Burks objected to Nelson's motion and advocated for a "special master to hold the discovery for [Nelson]." CP at 546.
In April, the superior court considered the motion to amend the March protective order. The superior court rejected Burks' request for a special master, but it agreed to modify the protective order. The superior court explained,
My options are right now I do nothing or it stays the same. I modify it in some respect, which I may be inclined to modify in one limited respect, to tell you that you could view the documents that have been produced at your lawyer's office.

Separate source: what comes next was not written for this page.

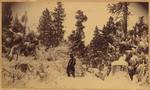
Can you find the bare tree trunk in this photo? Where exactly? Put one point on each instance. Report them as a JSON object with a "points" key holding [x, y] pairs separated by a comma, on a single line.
{"points": [[125, 18]]}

And if that requires you to pay for the time to do so, then you do that. Or you can, similarly, review the documents at [Burks' attorney's] office in her conference room without taking copies of images. You can then take handwritten notes to do your compilations. For that matter, you can bring your laptop and create an Excel spreadsheet, without getting the actual hard copies for purposes of any reason, including losing control of the instruments that may be potentially disclosed to third parties, inadvertently or not.
Also, to the extent that you retain a person that is qualified under Evidence Rule 700 series -- in other words, somebody that the Court would qualify as an expert, typically, if somebody with an accounting degree would like to evaluate the businesses or come to a book value, I will -- I'm inclined to modify the protective order and say that individual signs a verification that says that they will abide by the Court's protective order with consequences if they don't, including that of sanctions, that individual may have direct access to copies as well.
But I'm not going to modify it to allow unfettered access. I'm not going to modify the protective order. I will simply indicate that I would encourage you to re-think whether you should -- re-think the possibility of hiring counsel to be of some assistance. I appreciate that things are getting expensive, especially if you've paid $100,000 in a case such as this. I appreciate that concern. It's a concern that I hear often.CP at 550-51 (emphasis added).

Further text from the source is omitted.